Snowflake’s success indicates two important things about the future of SaaS.
The cloud is the norm.
A couple of decades ago, storing data in the cloud was an interesting alternative to traditional on-premise data lakes. But the widespread adoption of technologies like those offered by Snowflake signals that cloud-based data lakes are becoming universally accepted among enterprises. Companies are beginning to recognize the advantages of cloud-based data, which provide better security and better accessibility.
More enterprises are offering their products in SaaS form to satisfy the increasing desire among customers for on-demand product access, more speed, and extreme agility. Customers want 24/7 product access on any device, and they want products to work almost instantly. Companies that are based in the cloud are much more able to deliver on these fronts. As far as security, enterprises are coming to appreciate the huge investments that cloud providers are continually making in data protection efforts. The cloud can offer better security through enhanced authentication techniques and a broad range of continually updated security technologies.
Cloud organization is crucial.
As more enterprises move to the cloud, this step is becoming widely recognized as the first in the process of digital transformation. Moving to the cloud certainly benefits companies by enabling them to offer customers speed, agility, and security, but it also sets enterprises up for further digital transformations that can reduce spend and make processes far more efficient, saving on costs.
Once data is stored in the cloud, it can be organized so that automation technologies are able to leverage it. The end goal might be AI-powered solutions to business problems, but simply structuring cloud-based data can give businesses access to critical information that was hidden by a mess of siloed data in a variety of inaccessible formats: PDFs, various image files, videos, audio, and more. Once this data is fully structured, it can be used to create more thorough product catalogs, better search capabilities for customers and employees, more accurate inventory management, and more accurate (and therefore speedier) order fulfillment.
What next?
Snowflake’s success as a DWaaS company heralds a mass migration to cloud-based data lakes for enterprises of all sizes. Because the second step in digital transformation is data structuring, the move to the cloud will increase demand for these structuring services as companies hope to take advantage of their data stores through analysis. Before any analysis of enterprise data can be accomplished, a lot of data preparation efforts are required to normalize and clean data. Even more important, companies will require feature engineering and data structuring for different use cases, so that they can ultimately build predictive models and other AI solutions which will leverage their data to enhance business processes and improve decision making.
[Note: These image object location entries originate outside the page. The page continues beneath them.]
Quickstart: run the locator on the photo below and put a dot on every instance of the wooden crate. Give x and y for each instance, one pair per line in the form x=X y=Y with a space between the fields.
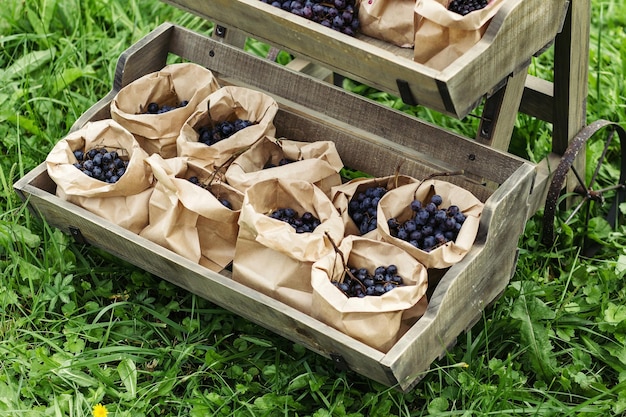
x=369 y=137
x=520 y=29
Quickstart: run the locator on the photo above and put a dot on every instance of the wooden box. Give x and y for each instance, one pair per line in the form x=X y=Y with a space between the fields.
x=369 y=137
x=520 y=29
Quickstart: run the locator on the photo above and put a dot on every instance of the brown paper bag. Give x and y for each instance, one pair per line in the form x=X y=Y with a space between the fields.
x=124 y=202
x=376 y=320
x=442 y=36
x=269 y=255
x=316 y=162
x=228 y=103
x=189 y=219
x=341 y=196
x=173 y=84
x=389 y=20
x=396 y=204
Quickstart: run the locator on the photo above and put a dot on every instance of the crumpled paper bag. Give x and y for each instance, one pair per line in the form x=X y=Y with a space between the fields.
x=228 y=103
x=316 y=162
x=442 y=36
x=157 y=133
x=389 y=20
x=124 y=202
x=270 y=256
x=189 y=219
x=378 y=321
x=396 y=203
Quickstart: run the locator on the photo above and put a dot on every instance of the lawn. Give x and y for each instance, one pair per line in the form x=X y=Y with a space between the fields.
x=80 y=327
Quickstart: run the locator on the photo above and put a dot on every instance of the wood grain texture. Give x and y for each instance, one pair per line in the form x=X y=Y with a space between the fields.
x=190 y=276
x=520 y=29
x=469 y=286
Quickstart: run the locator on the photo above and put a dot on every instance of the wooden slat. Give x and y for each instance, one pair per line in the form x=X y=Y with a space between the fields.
x=521 y=28
x=370 y=137
x=469 y=287
x=232 y=65
x=517 y=31
x=221 y=290
x=537 y=99
x=497 y=124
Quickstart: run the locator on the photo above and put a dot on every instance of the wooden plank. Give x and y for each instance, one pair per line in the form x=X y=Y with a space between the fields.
x=497 y=123
x=469 y=287
x=369 y=136
x=232 y=65
x=513 y=36
x=221 y=290
x=521 y=28
x=537 y=99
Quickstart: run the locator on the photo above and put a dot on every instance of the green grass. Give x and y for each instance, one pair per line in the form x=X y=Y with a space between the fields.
x=80 y=327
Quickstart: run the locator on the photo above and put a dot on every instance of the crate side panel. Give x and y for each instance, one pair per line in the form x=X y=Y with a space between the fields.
x=359 y=58
x=519 y=30
x=471 y=285
x=237 y=67
x=217 y=288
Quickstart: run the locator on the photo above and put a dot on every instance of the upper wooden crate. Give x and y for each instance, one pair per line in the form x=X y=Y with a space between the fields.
x=519 y=30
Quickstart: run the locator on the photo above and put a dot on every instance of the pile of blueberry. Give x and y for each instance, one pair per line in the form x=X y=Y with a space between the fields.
x=155 y=108
x=210 y=135
x=340 y=15
x=430 y=226
x=303 y=224
x=359 y=282
x=101 y=164
x=464 y=7
x=223 y=201
x=362 y=208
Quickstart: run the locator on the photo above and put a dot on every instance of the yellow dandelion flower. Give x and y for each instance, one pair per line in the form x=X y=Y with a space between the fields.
x=100 y=411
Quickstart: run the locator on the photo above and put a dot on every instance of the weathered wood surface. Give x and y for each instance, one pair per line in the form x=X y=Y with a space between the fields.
x=520 y=29
x=369 y=137
x=190 y=276
x=469 y=286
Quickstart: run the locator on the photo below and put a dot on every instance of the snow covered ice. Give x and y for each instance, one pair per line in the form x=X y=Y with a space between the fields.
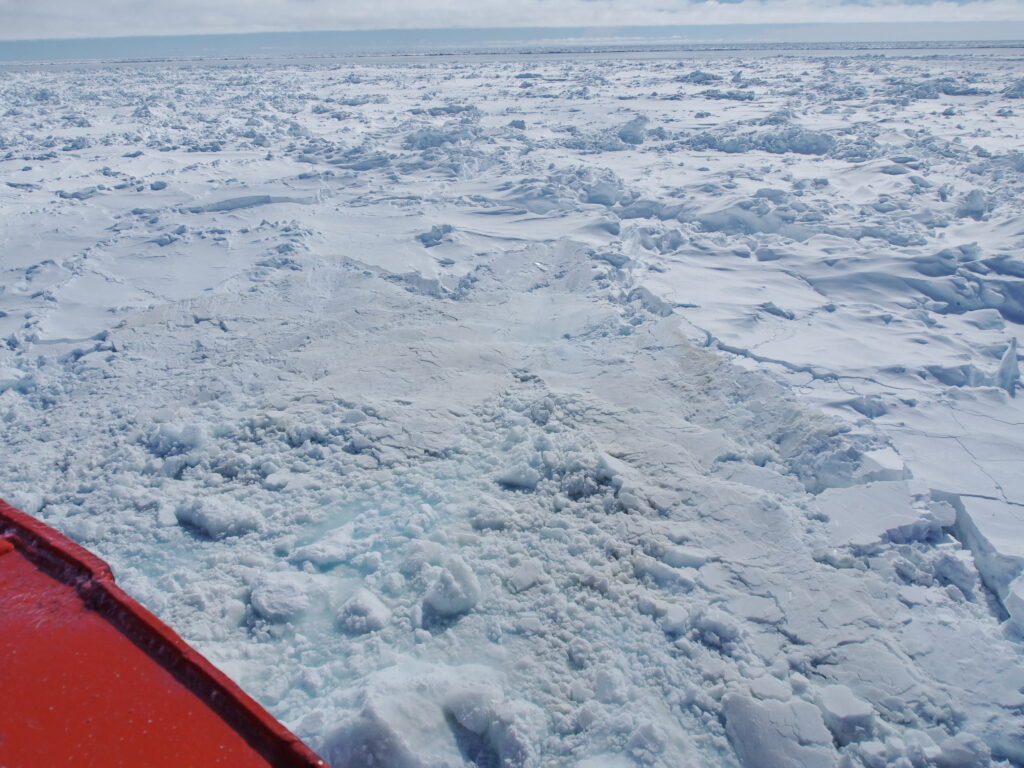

Once datasets have been aggregated into a cloud-based Data Warehouse, companies will need access to resources that can structure that data and make them ready for analysis and the training of AI models. That’s where DSaaS (Data Science as a Service) platforms will become valuable. Companies like CrowdANALYTIX will provide services beyond the cloud migration and storage offered by Snowflake and the like, and help enterprises structure their data, automate their data structuring processes, and ultimately implement AI solutions to increase profits, enhance efficiency, and lower business costs.